I love the land that Vallecitos is on— sacred ceremonial indigenous land. I love the land, certain places in the world, like others may love people. Just to have the honor of being on that land was enough. The incredible blessings from being on wild land are priceless. To feel the balance and harmony that are natural in each moment. Where the point of life is not to be someone or get somewhere, but simply to rest in the joy of being. To hear only the noises of nature— which included hours and hours of relentless rain in the middle of the night leading up to the powerful full moon/solstice double header. I was wired like the time I nearly OD’ed on coffee in college. A deer napped near me one afternoon when I missed my beloved kitty. Numerous snakes slithered hello. I ate wild strawberries off the mountain face, and a huge yellow butterfly batted her wings as a new friend and watched with wide grins splitting our faces.

The heat emboldened several of us to jump into the rushing river, engorged with the steady rain. The shock of the cold and the intense pleasure of bathing in the wild against the dramatic rock face, surrounded by trees, left me breathless with gratitude. I remembered that I am whole; nothing is wrong with me, and my breath deepened with ease into the lower belly and back. Screaming in joy, my young friend down river laughed and danced along.

Even though I was there for the land, I was delighted by all the singing we did. Lifting our voices together in prayer and song is ancient medicine. An indigenous woman gifted us with her fierce vulnerability and wisdom. She reminded us simply that we live to become good elders, then good ancestors. Several young Black men touched me with their sweetness. Sweet BIPOC men are rare in my experience— the world hardens them early. An old friend from New Mexico was there— with her deep dedication to liberation for all. She formed a Watermelon Group to feel and support Palestinian liberation. I said to her one evening— you can take a break and she shook her head in pain— I can’t. It’s in me.

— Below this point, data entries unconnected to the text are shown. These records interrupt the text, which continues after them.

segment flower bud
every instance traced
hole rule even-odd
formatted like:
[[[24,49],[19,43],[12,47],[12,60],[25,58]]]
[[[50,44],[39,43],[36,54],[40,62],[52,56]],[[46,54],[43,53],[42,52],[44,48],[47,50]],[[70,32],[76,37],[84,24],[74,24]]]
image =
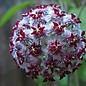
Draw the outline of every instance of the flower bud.
[[[49,4],[35,6],[22,16],[10,37],[10,53],[19,68],[44,82],[78,69],[86,53],[86,37],[75,14]]]

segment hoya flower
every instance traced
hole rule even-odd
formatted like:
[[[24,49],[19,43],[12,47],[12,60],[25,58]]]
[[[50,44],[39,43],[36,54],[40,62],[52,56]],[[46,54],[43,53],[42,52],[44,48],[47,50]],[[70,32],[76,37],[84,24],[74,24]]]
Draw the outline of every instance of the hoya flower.
[[[35,6],[15,23],[10,53],[17,66],[33,79],[54,81],[74,72],[86,53],[80,19],[54,4]]]

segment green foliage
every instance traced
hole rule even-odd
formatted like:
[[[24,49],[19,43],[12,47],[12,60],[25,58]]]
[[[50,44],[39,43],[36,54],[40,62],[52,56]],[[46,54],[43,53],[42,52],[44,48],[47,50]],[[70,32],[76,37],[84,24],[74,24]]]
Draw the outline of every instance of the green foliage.
[[[79,12],[78,8],[73,8],[69,11],[69,13],[75,13],[76,15],[78,15],[78,12]],[[81,29],[86,31],[86,7],[83,9],[80,19],[82,21]]]
[[[26,2],[20,3],[16,6],[13,6],[2,17],[2,19],[0,21],[0,26],[3,26],[17,11],[19,11],[27,6],[31,6],[33,4],[34,4],[33,1],[26,1]]]

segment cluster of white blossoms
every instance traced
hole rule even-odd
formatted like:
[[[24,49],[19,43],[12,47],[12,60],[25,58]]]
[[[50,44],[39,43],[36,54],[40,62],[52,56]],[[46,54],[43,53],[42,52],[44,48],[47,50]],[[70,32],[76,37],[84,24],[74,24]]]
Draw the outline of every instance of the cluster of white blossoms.
[[[11,30],[10,53],[28,76],[54,81],[74,72],[86,53],[80,19],[60,6],[38,5],[22,15]]]

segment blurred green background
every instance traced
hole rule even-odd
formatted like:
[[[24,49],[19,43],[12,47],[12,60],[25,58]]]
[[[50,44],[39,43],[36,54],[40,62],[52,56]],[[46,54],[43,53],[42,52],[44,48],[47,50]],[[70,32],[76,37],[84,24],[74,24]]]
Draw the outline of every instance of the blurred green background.
[[[0,0],[0,86],[38,86],[41,80],[26,77],[24,71],[17,69],[12,56],[9,54],[9,37],[11,28],[22,13],[26,13],[34,5],[57,4],[67,13],[75,13],[80,17],[81,29],[86,31],[86,0]],[[82,66],[76,73],[71,74],[71,84],[78,81],[77,86],[86,86],[86,56]],[[75,76],[75,77],[74,77]],[[42,86],[67,86],[67,77],[56,82],[42,83]]]

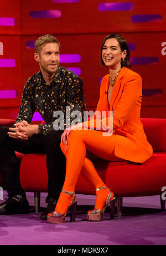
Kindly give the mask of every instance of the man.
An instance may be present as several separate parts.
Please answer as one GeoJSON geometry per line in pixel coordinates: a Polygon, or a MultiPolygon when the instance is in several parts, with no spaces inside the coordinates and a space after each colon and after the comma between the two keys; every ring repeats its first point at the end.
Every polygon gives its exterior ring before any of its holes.
{"type": "MultiPolygon", "coordinates": [[[[43,36],[36,41],[35,48],[34,58],[40,71],[32,76],[24,86],[14,127],[0,127],[0,171],[9,197],[0,204],[0,214],[28,212],[28,202],[20,185],[19,161],[14,151],[45,153],[49,178],[48,206],[40,218],[46,219],[48,213],[55,208],[65,175],[65,159],[60,148],[63,130],[58,130],[55,126],[54,129],[54,113],[58,111],[65,113],[67,106],[70,107],[71,112],[77,110],[83,113],[85,104],[81,78],[59,66],[60,43],[57,39],[49,35],[43,36]],[[36,109],[45,124],[30,124],[36,109]]],[[[81,119],[79,121],[81,122],[81,119]]],[[[65,119],[64,128],[65,121],[65,119]]]]}

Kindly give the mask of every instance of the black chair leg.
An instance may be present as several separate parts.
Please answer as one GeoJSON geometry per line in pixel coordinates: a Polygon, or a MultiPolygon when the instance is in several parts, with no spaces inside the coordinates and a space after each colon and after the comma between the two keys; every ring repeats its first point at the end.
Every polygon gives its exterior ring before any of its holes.
{"type": "Polygon", "coordinates": [[[40,202],[40,192],[34,193],[34,205],[35,208],[35,212],[39,213],[40,202]]]}
{"type": "Polygon", "coordinates": [[[110,203],[110,220],[115,219],[115,203],[116,203],[116,199],[113,200],[110,203]]]}
{"type": "Polygon", "coordinates": [[[123,204],[123,198],[117,196],[116,198],[116,205],[117,205],[117,213],[118,218],[120,218],[122,216],[122,209],[123,204]]]}
{"type": "Polygon", "coordinates": [[[162,195],[160,195],[160,204],[161,204],[161,209],[163,210],[165,210],[165,199],[163,200],[162,199],[162,195]]]}

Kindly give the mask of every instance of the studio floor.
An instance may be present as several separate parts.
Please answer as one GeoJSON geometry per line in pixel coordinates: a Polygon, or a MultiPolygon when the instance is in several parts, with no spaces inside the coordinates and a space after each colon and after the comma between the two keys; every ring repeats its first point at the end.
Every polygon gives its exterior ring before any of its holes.
{"type": "MultiPolygon", "coordinates": [[[[1,245],[166,244],[166,211],[160,209],[159,196],[124,198],[121,219],[116,215],[110,220],[106,212],[103,221],[92,222],[86,220],[86,212],[93,208],[95,196],[77,195],[76,222],[70,222],[68,215],[61,224],[41,220],[40,213],[34,210],[33,193],[27,196],[29,214],[0,216],[1,245]]],[[[41,211],[46,196],[41,193],[41,211]]]]}

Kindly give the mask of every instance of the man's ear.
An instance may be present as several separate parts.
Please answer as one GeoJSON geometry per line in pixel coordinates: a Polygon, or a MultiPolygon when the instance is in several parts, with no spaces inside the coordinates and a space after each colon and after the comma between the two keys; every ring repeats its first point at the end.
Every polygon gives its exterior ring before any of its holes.
{"type": "Polygon", "coordinates": [[[39,56],[39,53],[37,53],[37,52],[35,52],[34,54],[34,57],[35,60],[36,61],[37,61],[37,62],[39,62],[40,56],[39,56]]]}

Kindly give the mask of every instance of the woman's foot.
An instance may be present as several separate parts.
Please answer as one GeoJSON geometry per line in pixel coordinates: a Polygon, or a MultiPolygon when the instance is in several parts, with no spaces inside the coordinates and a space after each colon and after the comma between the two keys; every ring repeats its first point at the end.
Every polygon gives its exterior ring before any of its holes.
{"type": "Polygon", "coordinates": [[[75,221],[76,204],[75,192],[61,190],[55,211],[48,214],[48,221],[50,223],[63,223],[70,206],[71,207],[71,221],[75,221]]]}
{"type": "Polygon", "coordinates": [[[95,209],[87,213],[88,220],[95,221],[103,219],[103,214],[107,206],[111,201],[115,199],[113,193],[106,186],[97,188],[96,192],[97,198],[95,209]]]}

Two aunties— one Mexican, another Japanese, flaunted the silence by giggling and gossiping all day, and the rest of us couldn’t help but laugh along. A QTBIPOC man found his worth among the elements, and we all cried in joy and sympathy.

There was so much ease in being together, this group of bold, fun, new and experienced practitioners from all over the country. We went deep, then cracked each other up with silliness and dance.

On the four hour bus ride back to civilization, a warrior disguised as a sweet woman— a Latina lawyer, said to me casually— I believe that Trump will win in the fall…that he will destroy democracy as we know it, and it will create an opportunity for transformation. We are preparing.

My heart pounded in resonance with this powerful prediction. And I am preparing…with grounding practices, by taking time to listen to my heart’s deepest knowing, by facing the moments of terror and despair, by receiving the abundant support that is here in each moment, by savoring the sweet moments of peace that come with the warm wind on summer afternoons as I chant the ancient Buddhist prayers…so that when I am called, I am ready to serve. We are all needed for the revolution and the revolution includes being, joy, and play.